I checked out you proposal FLIP-85 and think that we are in the very similar direction.

For any reason in your proposal we can create PackagedProgram in server side and thus
if we can configure environment properly we can directly invoke main method.

In addition to your design document, in fact PackagedProgram is unnecessary to be a class
in flink-client. With related Exceptions move to flink-runtime it can be a flink-runtime concept
now. And thus we don't suffer from dependency conflict actually.

Best,
tison.


tison <[hidden email]> 于2019年11月1日周五 下午2:17写道:
Hi all,

Thanks for your participation! First of all I have to clarify two confusion in this thread.

1. The proposed "pre-program" mode is definitely a new mode opt-in. It is described in
"Compatibility" section of the original email.

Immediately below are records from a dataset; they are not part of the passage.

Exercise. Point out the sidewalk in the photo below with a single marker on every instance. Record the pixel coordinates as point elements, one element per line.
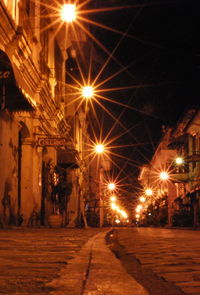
<point>95,271</point>
<point>43,261</point>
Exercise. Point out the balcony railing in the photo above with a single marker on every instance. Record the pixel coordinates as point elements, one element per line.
<point>195,157</point>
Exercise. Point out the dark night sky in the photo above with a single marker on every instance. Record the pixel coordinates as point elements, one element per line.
<point>163,52</point>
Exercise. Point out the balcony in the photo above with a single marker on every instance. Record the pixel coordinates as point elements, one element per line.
<point>180,174</point>
<point>195,157</point>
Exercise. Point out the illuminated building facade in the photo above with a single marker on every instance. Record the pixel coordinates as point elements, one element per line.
<point>181,191</point>
<point>43,168</point>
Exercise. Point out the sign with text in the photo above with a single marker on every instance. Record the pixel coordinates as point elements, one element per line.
<point>52,141</point>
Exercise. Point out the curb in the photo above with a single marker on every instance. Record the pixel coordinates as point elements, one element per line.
<point>95,271</point>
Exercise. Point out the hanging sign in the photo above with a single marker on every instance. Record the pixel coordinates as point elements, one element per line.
<point>52,141</point>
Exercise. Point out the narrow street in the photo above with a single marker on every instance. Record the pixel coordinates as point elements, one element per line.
<point>164,261</point>
<point>31,258</point>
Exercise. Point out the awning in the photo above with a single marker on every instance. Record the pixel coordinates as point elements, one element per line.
<point>67,158</point>
<point>15,95</point>
<point>178,141</point>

2. The documentation linked in the original email "Flink driver" is NOT the proposed design.
See also the original paragraph below I'm sorry for link that in the first email which causes
further confusion.

>In order to provide a "per-program" semantic mode which acts "just like" session
>mode but with a dedicated cluster, I propose a workflow as below. It acts like
>starting a drive on cluster but is NOT a general driver solution as proposed
>here[3], the main purpose of the workflow below is for providing a "per-program"
>semantic mode.

I'm reading detailedly your ideas and writing reply now :-)

Best,
tison.


Peter Huang <[hidden email]> 于2019年11月1日周五 下午12:47写道:
Hi Tison and Community,

Thanks for bringing it up. Actually, we meet a similar bottleneck of using per cluster mode. Our team built a service for deploying and operating Flink jobs.
The service sits in front of yarn clusters. To submit different job jars, we need to download client jar into the service and generate a job graph which is time-consuming.
Thus, we find an idea of Delayed Job Graph to make the job graph generation in ClusterEntryPoint rather than on the client-side. Compare to your proposal, it is more lightweight,
 and it is an option for existing per job mode. But it is not a solution for handling multiple job graph within a program. 

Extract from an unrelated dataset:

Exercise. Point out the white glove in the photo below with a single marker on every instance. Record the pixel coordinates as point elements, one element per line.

I am looking forward to more comments on the proposal, and also definitely cooperation on this effort.
I hope both of our pain points can be resolved and contribute back to the community.




Best Regards
Peter Huang

















On Thu, Oct 31, 2019 at 8:17 PM bupt_ljy <[hidden email]> wrote:

Hi all,


Firstly thanks @tison for bring this up and strongly +1 for the overall design. 


I’d like to add one more example of "multiple jobs in one program" with what I’m currently working on. I’m trying to run a TPC-DS benchmark testing (including tens of sql query job) on Flink and sufferring a lot from maintaining the client because I can’t run this program in per-job mode and have to make the client attached. 


Back to our discussion, I can see now there is a divergence of compiling the job graph between in client and in #ClusterEntrypoint. And up and downsides exist in either way. As for the opt-in solution, I have a question, what if the user chooses detach mode, compiling in the client and runs a multi-job program at the same time? And it still not gonna work.

Besides, by adding an compiling option, we need to consider more things when submitting a job like "Is my program including multiple job?" or "Does the program need to be initialized before submitting to a remote cluster?", which looks a bit complicated and confusing to me.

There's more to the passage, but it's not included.